For each $Q \subset \Bbb R^n$, denote $Q^*:=\{z \in \Bbb R^n:z\cdot x \leq 1,\;\;\text{for all}\; x \in Q\}$.
Let $P:=\{x \in \Bbb R^n: Ax \leq b\}$, for the matrix $A$ and the vector $b$. It is clear that $P \subset P^{**}$. My question: $P = P^{**}$?
There are some particular cases that the equality happens. But I did not succeed in the general case. I would like to collect ideas here. Many thanks.
By definition, $Q^*$ is a closed convex set that contains $0$ (because it is the intersection of closed half-spaces containing $0$). So, if the equality $P=P^{**}$ holds, $P$ must be a closed convex set containing $0$.

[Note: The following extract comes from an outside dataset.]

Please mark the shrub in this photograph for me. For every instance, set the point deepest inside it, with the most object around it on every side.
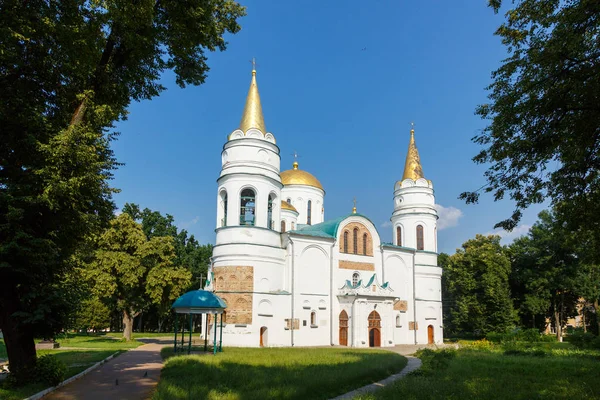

In fact, the converse is also true: if $P$ is a closed convex set containing $0$, then $P=P^{**}$. Indeed, let $x\in \mathbb R^n\setminus P$. There is a hyperplane $H$ strictly separating $x$ from $P$. Write it as $H=\{y: \langle y,z\rangle = 1\}$, where we can choose the direction of $z$ so that $P\subseteq \{y: \langle y,z\rangle < 1\}$. Note that $z\in P^*$ by the definition of $P^*$. And since $\langle x,z\rangle >1$, we have $x\notin P^{**}$. This shows $P^{**}\subseteq P$; the reverse inclusion, as you noted, is trivial.